Both methods led to lower the degree of slippage, mean before slippage angle was 21.2 degree fell to 18.8 degree surgically in PLIF and it fell from 17.7 preoperatively to 17.1 afterwards however the difference in both trials was not statistically significant
Mean ODI values decreased from 72.5% pre-operatively to 13% at 6 months post-operatively in the PLIF group and from 75.7% pre-operatively to 18.7% at 6 months post-operatively in the PLF group, both according to the Oswestery disability index (ODI).
The KWC functional outcome was used in our investigation. Functional outcomes were evaluated using the Kirkaldy-Willis scale, with 65% of patients reporting an excellent outcome, 20% reporting a good outcome, 10% reporting a fair outcome, and 5% reporting a poor outcome in the PLIF group and 50% reporting an excellent outcome, 20% reporting a good outcome, 25% reporting a fair outcome, and 5% reporting a poor outcome in the PLF group.
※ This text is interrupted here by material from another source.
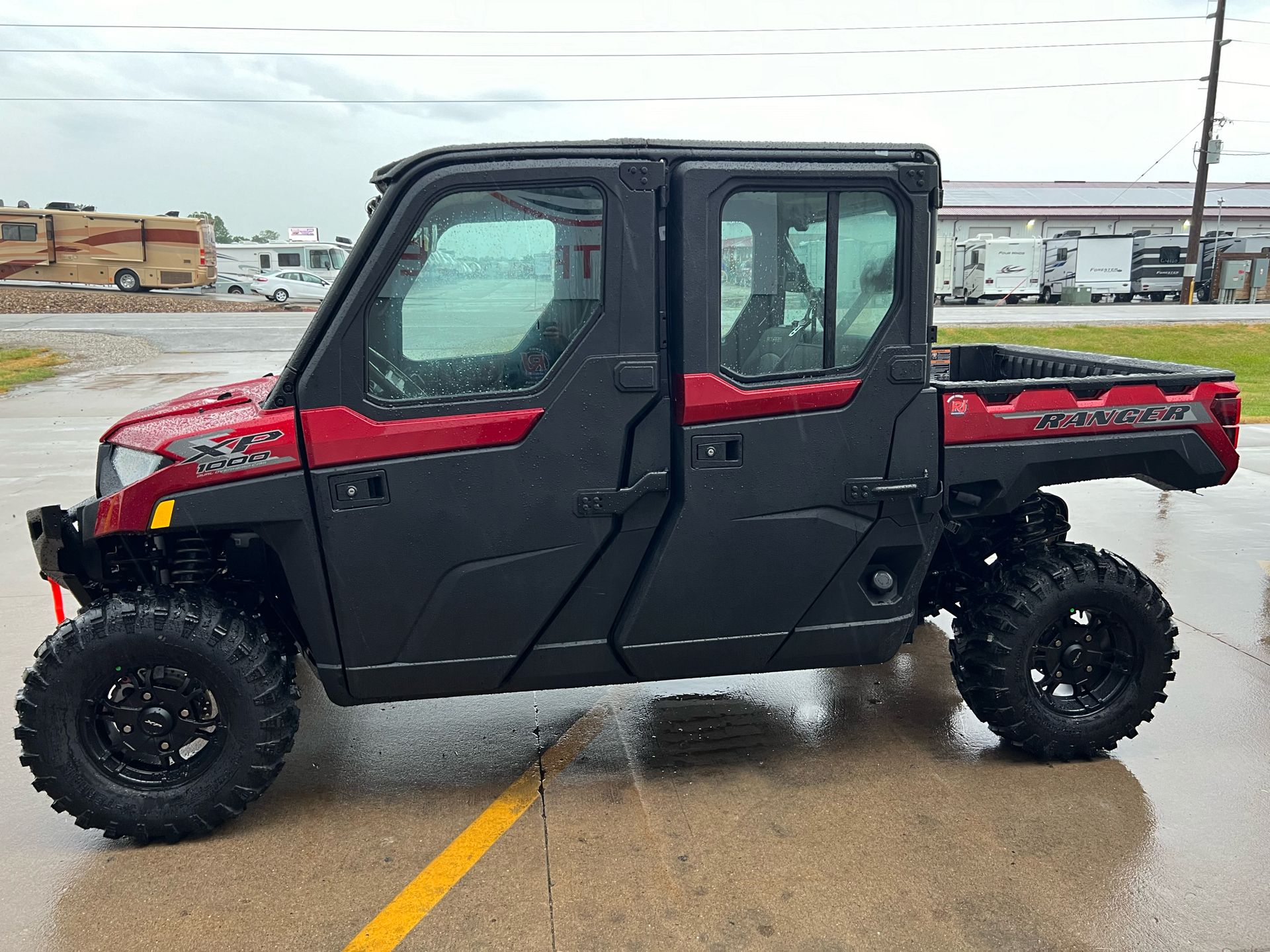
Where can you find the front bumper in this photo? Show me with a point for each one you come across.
(59, 542)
One patient in the PLIF group had a wound infection that required recurrent dressing and IV antibiotics based on culture and sensitivity; another patient in the PLIF group experienced a Dural rupture; two patients in the PLF group experienced urine retention that resolved within 48 hours postoperatively; and a third patient in the PLF group experienced cage subsidence two months after surgery.
There was no significant difference in the rate of postoperative complications between the two groups (only 5% of patients in each required further surgery).
Although there is general agreement that surgical therapy is necessary, opinions on the best method vary widely among neurosurgeons. Some choose posterior lumbar fusion (PLIF), while others favour posterolateral fusion (PLF).
There was no significant difference in the initial VAS pain score in the legs and back after surgery, in blood loss, in the incidence of complications, or in the ODI scores obtained after surgery.